A P P E N D I X  B

ALOM CMT Event Messages


Event Message Overview

ALOM CMT sends event messages to several destinations:


Event Severity Levels

Each event has a severity level and corresponding number. These levels and numbers are:

ALOM CMT configuration parameters use the severity levels to determine which event messages are displayed. For information on how sc_clieventlevel and mgt_mailalert use the numerical values of the severity levels, see sc_clieventlevel and mgt_mailalert.


Event Messages

Appendix TABLE B-1 displays startup event messages from the system controller.


TABLE B-1 System Controller Startup Event Messages

Severity

Message

Description

Critical

SC System booted.

ALOM CMT sends this message every time the SC boots. This event is a normal event.

Critical

Preceding SC reset due to
watchdog.

ALOM CMT sends this message at SC boot if the SC detects that it has been reset because of the internal SC watchdog. This message can indicate a problem with the SC hardware if the problem persists.

Critical

Host flash image invalid,
flashupdate required.

ALOM CMT sends this message if the SC reboots during a flashupdate command. This event indicates that the host flash is in an invalid state and the flashupdate command must be used to reprogram the host flash. The system is not allowed to power on while this fault is present.

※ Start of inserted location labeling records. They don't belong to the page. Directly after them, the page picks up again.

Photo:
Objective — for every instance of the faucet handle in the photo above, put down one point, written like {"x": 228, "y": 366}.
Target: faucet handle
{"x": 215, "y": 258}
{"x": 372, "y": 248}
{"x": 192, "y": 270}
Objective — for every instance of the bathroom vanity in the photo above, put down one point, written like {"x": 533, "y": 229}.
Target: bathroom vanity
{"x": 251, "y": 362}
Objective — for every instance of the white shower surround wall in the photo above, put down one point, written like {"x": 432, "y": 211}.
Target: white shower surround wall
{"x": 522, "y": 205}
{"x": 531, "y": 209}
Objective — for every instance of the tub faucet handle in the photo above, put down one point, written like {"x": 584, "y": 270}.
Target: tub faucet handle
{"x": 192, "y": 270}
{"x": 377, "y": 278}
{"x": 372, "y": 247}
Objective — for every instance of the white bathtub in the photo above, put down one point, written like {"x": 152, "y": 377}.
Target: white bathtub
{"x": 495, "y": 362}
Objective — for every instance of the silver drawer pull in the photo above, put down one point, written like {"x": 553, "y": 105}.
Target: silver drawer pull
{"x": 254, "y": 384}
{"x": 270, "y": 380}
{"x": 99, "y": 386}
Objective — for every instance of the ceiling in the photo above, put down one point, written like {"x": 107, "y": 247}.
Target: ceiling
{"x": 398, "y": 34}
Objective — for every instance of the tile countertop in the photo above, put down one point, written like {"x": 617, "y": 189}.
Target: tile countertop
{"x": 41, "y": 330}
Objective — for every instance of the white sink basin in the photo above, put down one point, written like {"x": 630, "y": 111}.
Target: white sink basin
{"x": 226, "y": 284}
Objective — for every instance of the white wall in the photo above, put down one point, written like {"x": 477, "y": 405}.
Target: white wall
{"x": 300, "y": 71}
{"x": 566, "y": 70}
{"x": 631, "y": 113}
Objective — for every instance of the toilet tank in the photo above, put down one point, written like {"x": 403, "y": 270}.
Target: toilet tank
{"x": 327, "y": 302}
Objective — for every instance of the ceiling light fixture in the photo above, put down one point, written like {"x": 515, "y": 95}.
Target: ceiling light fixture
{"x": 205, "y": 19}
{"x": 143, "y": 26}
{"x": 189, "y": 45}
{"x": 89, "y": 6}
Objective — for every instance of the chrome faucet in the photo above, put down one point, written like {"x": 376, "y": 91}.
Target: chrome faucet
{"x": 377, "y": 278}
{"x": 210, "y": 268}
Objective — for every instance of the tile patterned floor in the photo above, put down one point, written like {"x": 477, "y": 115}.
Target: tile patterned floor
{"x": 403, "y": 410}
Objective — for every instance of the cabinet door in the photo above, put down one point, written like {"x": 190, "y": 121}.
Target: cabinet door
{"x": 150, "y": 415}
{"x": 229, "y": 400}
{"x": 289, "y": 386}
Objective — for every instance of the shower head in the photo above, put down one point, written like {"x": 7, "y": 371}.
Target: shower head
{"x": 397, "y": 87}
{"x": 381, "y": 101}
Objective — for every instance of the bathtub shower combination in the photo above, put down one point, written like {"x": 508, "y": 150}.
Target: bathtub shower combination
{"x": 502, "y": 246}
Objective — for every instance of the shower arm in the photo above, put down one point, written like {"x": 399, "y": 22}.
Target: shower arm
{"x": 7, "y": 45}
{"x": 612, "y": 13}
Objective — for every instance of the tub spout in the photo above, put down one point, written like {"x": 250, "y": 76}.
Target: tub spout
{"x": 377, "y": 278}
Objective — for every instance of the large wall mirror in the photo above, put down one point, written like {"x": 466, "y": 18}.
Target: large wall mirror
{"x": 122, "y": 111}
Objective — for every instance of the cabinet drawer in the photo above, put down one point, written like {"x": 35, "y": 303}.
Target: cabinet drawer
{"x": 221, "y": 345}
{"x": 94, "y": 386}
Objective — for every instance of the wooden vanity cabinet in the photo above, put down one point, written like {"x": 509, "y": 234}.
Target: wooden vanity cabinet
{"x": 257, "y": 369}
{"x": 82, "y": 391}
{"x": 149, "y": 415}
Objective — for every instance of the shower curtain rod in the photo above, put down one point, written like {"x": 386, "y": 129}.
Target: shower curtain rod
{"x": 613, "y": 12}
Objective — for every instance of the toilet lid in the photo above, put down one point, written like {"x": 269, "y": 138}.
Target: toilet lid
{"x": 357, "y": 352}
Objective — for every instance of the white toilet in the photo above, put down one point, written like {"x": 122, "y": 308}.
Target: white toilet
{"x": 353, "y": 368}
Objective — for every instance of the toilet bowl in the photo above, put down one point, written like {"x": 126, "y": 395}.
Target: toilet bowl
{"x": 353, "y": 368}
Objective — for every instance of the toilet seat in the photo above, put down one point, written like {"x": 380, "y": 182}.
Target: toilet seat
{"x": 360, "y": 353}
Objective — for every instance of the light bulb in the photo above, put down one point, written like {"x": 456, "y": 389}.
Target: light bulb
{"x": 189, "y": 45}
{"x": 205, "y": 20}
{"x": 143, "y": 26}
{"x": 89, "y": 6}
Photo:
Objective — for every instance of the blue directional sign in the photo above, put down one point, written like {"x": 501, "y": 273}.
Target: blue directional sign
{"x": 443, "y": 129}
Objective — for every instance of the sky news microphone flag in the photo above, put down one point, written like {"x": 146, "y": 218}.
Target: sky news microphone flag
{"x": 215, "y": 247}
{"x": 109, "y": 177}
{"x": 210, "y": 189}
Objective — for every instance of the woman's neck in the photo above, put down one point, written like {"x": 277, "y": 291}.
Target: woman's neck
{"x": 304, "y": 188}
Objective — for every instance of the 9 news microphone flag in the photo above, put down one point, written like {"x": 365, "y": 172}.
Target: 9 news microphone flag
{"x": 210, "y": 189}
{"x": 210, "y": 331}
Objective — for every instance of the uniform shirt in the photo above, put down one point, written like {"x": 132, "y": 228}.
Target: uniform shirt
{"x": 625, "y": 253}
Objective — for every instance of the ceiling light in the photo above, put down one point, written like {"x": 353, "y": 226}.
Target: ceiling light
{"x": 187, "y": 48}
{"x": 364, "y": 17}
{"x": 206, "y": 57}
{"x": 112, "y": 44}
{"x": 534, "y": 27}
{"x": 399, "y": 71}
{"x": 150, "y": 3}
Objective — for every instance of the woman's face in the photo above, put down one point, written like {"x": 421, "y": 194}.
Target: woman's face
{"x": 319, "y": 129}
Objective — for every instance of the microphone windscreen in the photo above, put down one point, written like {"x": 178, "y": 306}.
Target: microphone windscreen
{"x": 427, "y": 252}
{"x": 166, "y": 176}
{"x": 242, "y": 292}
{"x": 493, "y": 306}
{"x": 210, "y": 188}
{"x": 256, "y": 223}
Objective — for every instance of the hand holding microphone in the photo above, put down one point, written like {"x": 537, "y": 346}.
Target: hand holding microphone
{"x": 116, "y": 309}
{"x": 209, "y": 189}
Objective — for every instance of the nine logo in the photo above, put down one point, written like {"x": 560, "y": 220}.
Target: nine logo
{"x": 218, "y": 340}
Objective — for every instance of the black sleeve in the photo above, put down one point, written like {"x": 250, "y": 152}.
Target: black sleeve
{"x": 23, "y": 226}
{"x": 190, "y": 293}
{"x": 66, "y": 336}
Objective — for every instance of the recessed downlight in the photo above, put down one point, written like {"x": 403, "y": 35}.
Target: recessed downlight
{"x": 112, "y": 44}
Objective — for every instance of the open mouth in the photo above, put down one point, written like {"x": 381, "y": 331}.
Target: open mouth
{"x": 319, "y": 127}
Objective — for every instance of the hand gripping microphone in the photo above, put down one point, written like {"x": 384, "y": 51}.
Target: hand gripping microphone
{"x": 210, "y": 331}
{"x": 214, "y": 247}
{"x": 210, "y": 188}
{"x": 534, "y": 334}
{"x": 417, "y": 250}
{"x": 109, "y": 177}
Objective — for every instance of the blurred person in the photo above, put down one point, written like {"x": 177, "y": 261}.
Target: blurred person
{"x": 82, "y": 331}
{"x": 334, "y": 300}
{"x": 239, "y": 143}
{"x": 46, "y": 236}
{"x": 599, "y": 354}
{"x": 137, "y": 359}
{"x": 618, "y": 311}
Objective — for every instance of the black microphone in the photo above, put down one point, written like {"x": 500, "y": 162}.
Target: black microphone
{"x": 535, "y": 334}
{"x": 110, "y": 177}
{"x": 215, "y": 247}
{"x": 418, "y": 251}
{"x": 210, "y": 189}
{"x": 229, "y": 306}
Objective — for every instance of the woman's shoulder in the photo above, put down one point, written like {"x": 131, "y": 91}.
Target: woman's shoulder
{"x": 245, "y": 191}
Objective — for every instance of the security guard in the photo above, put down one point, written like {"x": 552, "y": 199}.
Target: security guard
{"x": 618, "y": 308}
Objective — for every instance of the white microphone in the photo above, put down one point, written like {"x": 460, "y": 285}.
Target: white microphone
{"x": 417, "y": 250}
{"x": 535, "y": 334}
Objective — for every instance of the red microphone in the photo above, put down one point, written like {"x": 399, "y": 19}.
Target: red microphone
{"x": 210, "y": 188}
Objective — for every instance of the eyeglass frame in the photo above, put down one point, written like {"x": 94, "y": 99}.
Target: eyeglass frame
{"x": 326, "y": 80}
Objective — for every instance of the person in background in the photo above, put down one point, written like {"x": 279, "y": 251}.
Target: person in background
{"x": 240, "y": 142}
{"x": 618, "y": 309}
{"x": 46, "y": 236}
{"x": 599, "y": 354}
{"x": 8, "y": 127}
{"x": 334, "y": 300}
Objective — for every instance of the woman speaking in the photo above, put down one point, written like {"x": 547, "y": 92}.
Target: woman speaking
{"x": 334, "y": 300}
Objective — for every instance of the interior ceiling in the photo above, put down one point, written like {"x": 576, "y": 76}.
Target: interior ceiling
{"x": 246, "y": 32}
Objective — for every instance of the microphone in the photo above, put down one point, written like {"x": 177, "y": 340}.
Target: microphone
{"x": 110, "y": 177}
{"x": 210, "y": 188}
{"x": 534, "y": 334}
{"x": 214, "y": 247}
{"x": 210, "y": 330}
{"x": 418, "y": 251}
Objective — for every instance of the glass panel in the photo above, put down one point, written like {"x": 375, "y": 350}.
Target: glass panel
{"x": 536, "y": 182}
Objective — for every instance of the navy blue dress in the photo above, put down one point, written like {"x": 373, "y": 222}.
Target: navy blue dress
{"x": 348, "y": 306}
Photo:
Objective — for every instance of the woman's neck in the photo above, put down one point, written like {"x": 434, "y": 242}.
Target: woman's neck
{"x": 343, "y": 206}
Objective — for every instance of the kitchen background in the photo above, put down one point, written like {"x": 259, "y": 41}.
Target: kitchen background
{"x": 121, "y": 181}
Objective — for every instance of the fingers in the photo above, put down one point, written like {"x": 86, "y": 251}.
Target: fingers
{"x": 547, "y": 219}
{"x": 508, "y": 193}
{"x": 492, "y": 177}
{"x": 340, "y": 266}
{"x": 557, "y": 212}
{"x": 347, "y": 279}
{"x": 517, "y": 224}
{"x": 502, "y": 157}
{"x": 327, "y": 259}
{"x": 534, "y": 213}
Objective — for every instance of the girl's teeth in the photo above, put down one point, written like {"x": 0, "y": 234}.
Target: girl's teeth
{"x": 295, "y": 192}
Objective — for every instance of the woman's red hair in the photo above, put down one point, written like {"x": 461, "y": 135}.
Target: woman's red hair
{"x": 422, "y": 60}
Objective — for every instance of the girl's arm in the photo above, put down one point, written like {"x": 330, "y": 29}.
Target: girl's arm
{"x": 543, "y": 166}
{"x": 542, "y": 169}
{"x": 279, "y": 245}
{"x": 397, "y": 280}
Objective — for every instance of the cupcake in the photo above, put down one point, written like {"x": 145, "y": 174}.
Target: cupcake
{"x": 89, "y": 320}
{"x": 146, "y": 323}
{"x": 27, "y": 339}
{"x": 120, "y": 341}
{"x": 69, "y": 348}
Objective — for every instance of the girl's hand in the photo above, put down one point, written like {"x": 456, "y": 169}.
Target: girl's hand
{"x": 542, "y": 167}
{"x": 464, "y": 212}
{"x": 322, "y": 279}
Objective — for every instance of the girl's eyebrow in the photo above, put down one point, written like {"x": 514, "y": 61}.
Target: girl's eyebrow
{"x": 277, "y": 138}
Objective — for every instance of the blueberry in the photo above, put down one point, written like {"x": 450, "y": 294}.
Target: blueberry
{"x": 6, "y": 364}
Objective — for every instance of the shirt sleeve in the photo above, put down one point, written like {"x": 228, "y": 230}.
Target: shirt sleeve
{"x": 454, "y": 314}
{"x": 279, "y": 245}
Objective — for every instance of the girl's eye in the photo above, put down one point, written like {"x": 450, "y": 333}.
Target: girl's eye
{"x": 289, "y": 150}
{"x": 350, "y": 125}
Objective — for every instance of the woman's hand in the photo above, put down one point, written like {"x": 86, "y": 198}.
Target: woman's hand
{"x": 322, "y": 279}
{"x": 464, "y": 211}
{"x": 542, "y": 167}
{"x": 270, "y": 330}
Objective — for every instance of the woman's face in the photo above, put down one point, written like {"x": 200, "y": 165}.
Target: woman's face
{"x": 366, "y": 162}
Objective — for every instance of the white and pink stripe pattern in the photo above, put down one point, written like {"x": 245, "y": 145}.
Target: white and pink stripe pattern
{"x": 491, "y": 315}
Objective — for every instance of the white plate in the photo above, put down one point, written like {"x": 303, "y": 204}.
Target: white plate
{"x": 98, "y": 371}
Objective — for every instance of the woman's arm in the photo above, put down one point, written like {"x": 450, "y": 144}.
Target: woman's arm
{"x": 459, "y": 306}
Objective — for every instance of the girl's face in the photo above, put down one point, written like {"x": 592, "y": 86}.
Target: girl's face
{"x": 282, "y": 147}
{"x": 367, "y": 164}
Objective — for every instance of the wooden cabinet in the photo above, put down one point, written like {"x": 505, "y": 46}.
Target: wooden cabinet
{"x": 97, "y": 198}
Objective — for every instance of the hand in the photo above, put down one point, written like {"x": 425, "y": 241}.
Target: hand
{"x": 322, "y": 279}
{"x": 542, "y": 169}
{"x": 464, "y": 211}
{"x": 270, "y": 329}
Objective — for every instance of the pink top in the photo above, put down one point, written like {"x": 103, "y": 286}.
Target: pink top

This fault event message appears in the output of the ALOM CMT showfaults command.

Minor

DHCP network configuration
initiated.

ALOM CMT sends this message if the ALOM CMT parameter if_dhcp is set to true. This message indicates that ALOM CMT has begun DHCP negotiation.

Major

DHCP configuration complete
(from server IP_address).

ALOM CMT sends this message once DHCP negotiation is complete. IP_address is the IP address of the DHCP server that provided the lease information.

Major

No SC IP gateway has been
assigned by the DHCP server

ALOM CMT sends this message if DHCP is used, but the DHCP server has not provided an IP gateway structure in the DHCP lease. Normally this is provided in Tag 3, DHCP_ROUTER_TAG, as detailed in RFC 1533.

Major

DHCP lease lost.

ALOM CMT sends this message if DHCP is used and the DHCP lease is lost. This event indicates that the SC is no longer on the network. ALOM CMT periodically retries to obtain a DHCP lease.

Major

Invalid SC IP gateway
address for the specified SC
IP address and mask.

ALOM CMT sends this message if using a manual IP address and gateway, and the user has provided an invalid gateway address. The IP Gateway must be reachable on the local subnet, based on the IP address and IP netmask provided.


Appendix TABLE B-2 displays SCC PROM event messages from the system controller.


TABLE B-2 System Controller SCC PROM Event Messages

Severity

Message

Description

Critical

SCC data cannot be accessed.

ALOM CMT sends this message at boot. This message indicates that the SCC PROM can not be accessed. There is a problem with the SCC PROM or the SC hardware.

This fault event message appears in the output of the ALOM CMT showfaults command.

Major

SCC is not valid.

ALOM CMT sends this message at boot or when an SCC is inserted while ALOM CMT is running. This message indicates that the SCC PROM is invalid and must be replaced.

This fault event message appears in the output of the ALOM CMT showfaults command.

Major

Replace SCC to avert managed
system shutdown in 60
seconds.

ALOM CMT sends this message if the host power is on while the SCC PROM is removed. Normally this is not possible, as the SCC PROM can only be removed with the cover opened, which causes a managed system power off automatically. This message indicates a problem with the SCC PROM or SC hardware.

Critical

Correct SCC not replaced -
shutting managed system
down.

ALOM CMT sends this message if the SCC PROM is not replaced within the 60 second interval allocated. After this event, the system is powered off.

Major

SCC has been inserted.

ALOM CMT sends this message when the SCC PROM is inserted.

Major

Correct SCC replaced -
managed system shutdown
cancelled.

ALOM CMT sends this message if an SCC PROM has been replaced during the 60 second shutdown interval.

Major

Correct SCC not replaced -
managed system shutdown
continuing.

ALOM CMT sends this message if a different SCC PROM is inserted while the managed system is shutting down.

Major

Different SCC detected.
SC will reset itself
momentarily.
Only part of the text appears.